Finding a sub-list within a list, in Python

    a left-handed Jamaican woman finding a sublist in a list at a beach-front home-office

 

Existing?

 As part of a larger project, I thought I might need to search for a sub-list within a given list, and because I am lazy i did a quick google and did not like the answers I found.I started with the thought that the best algorithm for me would be to start searching from the index of the first item in the sublist and so on, but none of the googled answers used list.index.

I decided then to create my own 

My version

Well I want to use list.index. If the item is not in the list then it raises an error, so I'll need a try-except block too.

I look for successive first item from the sub-list in the list and if found, accumulate the index in the answer and move on to search for the next match.

It seemed easy to add flags to:

  1. Stop after finding a first index of the sub-list in the list.
  2. Allow overlapping matches  or not. [1,0,1] is found twice in [1,0,1,0,1] at indices 0 and 2, but only once if overlapping is not allowed
#!/bin/env python3
#%%
from typing import Any


"""
Find instance of a sub-list in a list
"""

def index_sublist(lst: list[Any],
                  sublst: list[Any],
                  only_first: bool=False,
                  non_overlapping=False,
                  ) -> list[int]:
    "Find instance of a (non-empty), sub-list in a list"
    if not sublst:
        raise ValueError("Empty sub-list")
    if not lst:
        return []
   
    first, ln = sublst[0], len(sublst)
   
    if len(lst) < ln:  # Reddit: check sizes
        return []
   
    ans, i = [], 0
    while True:
        try:
            i = lst.index(first, i)
        except ValueError:
            break
        if lst[i: i+ln] == sublst:
            ans.append(i)
            if only_first:  #Reddit: Only_first calc now fixed
                break
        i += ln if non_overlapping else 1
   
    return ans

#%%
def test():
    assert index_sublist([], [1], only_first=False) == []
    assert index_sublist([1], [1], only_first=False) == [0]
    assert index_sublist([1,0,1], [1], only_first=False) == [0, 2]
    assert index_sublist([2,1,0,1], [1], only_first=True) == [1]
    assert index_sublist([2,1,0,1], [1, 3], only_first=False) == []
   
    assert index_sublist([1,0,1,0,1], [1,0,1],
                         only_first=False,
                         non_overlapping=False) == [0, 2]
    assert index_sublist([1,0,1,0,1], [1,0,1],
                         only_first=False,
                         non_overlapping=True) == [0]
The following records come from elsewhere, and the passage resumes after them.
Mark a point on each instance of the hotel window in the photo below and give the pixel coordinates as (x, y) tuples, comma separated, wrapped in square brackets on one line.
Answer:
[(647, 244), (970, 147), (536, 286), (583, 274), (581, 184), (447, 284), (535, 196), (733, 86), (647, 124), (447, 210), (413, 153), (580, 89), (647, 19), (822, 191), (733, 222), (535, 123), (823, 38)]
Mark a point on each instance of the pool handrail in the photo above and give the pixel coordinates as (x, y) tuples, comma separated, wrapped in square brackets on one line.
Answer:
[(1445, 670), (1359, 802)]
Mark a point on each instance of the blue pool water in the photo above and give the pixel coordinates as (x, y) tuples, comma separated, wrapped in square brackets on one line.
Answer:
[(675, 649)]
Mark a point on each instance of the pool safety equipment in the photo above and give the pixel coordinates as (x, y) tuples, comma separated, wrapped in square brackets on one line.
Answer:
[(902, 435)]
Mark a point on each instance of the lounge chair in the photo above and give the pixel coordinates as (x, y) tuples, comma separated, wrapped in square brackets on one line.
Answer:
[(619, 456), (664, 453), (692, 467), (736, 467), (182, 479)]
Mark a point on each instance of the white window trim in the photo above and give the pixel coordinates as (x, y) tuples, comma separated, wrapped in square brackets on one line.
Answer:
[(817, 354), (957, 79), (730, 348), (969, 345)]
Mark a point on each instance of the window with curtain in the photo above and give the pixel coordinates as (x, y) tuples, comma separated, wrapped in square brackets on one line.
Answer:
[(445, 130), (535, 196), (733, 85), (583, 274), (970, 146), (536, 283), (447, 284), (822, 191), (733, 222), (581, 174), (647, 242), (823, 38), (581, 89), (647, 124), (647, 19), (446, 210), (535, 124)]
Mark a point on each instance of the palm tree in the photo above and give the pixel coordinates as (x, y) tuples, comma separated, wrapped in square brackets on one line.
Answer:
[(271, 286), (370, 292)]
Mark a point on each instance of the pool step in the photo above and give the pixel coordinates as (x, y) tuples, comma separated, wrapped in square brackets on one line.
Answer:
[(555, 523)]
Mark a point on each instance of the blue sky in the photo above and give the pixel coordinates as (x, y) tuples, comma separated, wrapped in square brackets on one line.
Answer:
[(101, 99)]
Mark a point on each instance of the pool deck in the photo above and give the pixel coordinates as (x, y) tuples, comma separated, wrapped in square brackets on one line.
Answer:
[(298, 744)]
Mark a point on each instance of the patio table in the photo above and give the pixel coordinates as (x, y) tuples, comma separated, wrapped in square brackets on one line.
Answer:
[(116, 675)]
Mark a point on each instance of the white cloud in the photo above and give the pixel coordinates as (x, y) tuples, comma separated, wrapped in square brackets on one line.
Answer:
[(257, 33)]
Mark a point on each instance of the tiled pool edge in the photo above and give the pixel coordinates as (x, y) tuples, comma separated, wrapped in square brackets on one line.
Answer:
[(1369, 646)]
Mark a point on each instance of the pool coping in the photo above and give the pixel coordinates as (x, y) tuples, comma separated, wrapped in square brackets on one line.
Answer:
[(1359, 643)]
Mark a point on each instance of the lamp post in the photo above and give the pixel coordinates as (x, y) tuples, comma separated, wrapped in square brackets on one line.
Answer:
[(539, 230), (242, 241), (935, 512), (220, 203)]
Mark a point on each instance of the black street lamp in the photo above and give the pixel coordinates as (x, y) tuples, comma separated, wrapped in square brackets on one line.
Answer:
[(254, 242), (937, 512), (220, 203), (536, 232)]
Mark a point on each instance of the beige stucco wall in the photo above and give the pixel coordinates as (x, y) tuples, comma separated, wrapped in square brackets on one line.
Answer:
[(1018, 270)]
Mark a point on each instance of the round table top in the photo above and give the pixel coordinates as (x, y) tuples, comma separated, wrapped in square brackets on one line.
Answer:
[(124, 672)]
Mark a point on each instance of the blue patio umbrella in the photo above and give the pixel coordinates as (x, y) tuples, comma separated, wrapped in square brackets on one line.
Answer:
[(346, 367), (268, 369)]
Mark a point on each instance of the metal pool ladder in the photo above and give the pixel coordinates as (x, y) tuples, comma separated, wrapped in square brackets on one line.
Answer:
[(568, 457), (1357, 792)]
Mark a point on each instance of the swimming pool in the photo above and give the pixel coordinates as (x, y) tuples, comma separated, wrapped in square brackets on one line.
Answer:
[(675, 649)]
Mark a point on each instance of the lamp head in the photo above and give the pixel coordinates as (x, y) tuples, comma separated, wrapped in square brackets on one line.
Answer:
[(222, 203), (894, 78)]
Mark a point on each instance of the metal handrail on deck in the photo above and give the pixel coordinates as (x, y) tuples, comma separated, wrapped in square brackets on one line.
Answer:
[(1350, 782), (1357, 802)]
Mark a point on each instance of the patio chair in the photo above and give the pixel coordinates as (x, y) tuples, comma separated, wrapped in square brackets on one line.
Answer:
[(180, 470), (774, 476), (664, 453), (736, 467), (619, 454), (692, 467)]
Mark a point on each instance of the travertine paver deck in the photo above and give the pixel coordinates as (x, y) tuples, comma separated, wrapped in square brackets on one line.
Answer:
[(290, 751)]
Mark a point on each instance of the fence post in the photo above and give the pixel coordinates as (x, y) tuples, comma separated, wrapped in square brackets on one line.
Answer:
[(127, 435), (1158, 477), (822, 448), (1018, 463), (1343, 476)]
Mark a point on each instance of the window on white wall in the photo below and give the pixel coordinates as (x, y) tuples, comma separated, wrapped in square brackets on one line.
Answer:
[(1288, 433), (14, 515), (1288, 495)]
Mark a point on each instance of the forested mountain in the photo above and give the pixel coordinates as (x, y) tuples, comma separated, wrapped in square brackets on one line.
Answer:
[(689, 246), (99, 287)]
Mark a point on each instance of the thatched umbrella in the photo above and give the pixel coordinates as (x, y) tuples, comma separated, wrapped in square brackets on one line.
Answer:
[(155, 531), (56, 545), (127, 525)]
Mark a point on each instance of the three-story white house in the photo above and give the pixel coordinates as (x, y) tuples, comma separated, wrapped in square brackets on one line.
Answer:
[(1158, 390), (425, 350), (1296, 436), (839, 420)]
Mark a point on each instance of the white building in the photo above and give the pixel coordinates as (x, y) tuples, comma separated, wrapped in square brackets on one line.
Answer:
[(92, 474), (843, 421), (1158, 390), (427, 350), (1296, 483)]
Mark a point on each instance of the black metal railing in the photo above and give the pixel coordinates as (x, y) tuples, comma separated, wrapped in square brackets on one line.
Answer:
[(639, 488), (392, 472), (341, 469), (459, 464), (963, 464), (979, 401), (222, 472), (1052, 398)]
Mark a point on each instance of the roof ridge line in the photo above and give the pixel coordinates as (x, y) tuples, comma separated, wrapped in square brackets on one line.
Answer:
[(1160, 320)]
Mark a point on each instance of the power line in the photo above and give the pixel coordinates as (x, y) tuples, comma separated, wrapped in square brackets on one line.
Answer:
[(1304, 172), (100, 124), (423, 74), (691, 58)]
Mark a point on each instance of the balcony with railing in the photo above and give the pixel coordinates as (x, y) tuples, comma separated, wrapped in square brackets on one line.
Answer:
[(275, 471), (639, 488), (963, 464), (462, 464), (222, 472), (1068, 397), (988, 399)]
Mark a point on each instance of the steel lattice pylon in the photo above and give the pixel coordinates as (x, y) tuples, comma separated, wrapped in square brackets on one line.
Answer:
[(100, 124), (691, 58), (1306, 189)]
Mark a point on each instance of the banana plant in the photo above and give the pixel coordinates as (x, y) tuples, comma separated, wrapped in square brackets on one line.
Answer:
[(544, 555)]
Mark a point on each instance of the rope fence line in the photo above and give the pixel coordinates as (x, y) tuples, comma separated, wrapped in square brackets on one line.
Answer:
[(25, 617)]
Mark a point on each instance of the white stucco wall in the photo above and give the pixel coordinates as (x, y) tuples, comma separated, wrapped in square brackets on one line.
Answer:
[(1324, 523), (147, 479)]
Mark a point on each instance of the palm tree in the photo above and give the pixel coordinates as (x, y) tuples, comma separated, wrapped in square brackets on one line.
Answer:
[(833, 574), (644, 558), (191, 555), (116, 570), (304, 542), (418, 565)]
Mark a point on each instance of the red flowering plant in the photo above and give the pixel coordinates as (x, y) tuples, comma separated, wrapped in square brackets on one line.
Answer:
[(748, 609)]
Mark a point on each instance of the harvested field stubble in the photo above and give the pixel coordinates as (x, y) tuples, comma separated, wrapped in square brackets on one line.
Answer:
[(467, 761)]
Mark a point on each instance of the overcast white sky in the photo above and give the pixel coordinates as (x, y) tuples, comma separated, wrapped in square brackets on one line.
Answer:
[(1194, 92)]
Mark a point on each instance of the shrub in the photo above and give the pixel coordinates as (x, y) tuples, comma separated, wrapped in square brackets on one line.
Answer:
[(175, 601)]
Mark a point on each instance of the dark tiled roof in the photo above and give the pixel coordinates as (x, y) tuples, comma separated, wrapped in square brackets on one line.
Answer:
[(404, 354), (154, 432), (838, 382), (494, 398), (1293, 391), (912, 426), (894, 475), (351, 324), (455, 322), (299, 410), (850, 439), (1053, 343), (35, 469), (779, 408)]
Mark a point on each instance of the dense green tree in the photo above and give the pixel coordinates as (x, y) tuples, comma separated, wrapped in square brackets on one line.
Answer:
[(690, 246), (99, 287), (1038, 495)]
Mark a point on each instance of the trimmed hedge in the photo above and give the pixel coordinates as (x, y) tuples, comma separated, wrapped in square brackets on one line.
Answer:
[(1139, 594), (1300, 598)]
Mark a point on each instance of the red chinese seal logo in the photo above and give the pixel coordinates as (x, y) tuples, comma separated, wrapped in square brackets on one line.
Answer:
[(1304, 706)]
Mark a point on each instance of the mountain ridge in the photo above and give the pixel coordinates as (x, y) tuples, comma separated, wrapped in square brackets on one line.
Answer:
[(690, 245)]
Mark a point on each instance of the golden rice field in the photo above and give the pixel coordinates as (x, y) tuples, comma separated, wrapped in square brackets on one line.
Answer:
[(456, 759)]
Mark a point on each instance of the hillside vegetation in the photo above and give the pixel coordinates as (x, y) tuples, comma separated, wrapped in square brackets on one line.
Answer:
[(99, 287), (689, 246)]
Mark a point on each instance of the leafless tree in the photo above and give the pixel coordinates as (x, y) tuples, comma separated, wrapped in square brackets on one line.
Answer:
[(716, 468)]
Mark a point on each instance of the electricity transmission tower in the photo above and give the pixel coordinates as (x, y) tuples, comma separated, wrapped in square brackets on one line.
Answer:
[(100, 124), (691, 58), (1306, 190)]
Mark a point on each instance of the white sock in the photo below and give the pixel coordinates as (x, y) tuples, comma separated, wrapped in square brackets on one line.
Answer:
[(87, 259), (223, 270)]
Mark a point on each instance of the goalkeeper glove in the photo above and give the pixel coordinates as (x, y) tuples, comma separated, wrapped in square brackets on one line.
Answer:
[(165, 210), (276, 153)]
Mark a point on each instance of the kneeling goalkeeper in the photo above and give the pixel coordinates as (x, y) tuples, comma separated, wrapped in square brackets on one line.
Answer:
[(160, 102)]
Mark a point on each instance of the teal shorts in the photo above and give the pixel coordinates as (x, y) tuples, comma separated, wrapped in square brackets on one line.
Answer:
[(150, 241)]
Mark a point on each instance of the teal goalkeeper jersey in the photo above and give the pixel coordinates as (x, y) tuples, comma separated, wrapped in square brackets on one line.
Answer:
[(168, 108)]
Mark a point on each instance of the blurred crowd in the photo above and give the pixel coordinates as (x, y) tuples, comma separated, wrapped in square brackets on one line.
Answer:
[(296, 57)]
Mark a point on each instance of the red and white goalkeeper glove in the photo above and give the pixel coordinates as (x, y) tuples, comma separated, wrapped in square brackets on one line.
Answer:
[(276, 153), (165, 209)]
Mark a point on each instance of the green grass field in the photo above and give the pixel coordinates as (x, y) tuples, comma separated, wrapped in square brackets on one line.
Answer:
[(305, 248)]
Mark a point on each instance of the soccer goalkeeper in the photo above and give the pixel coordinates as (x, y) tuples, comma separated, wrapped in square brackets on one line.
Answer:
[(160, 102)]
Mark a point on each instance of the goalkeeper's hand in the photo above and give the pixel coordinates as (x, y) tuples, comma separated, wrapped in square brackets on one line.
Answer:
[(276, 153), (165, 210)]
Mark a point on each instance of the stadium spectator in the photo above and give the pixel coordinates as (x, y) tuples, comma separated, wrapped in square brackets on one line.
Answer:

    # Reddit: Extra checks
    assert index_sublist([2,1,0,1,2,1,2], [1, 2],
                         only_first=True) == [3]
    assert index_sublist([2,1,0,1,2,1,2], [1, 2],
                         only_first=False) == [3,5]


#%%
if __name__ == '__main__':
    test()

# %%

STOP PRESS!

A Reddit commenter spotted a bug that I fixed and added a couple of extra tests for.

End.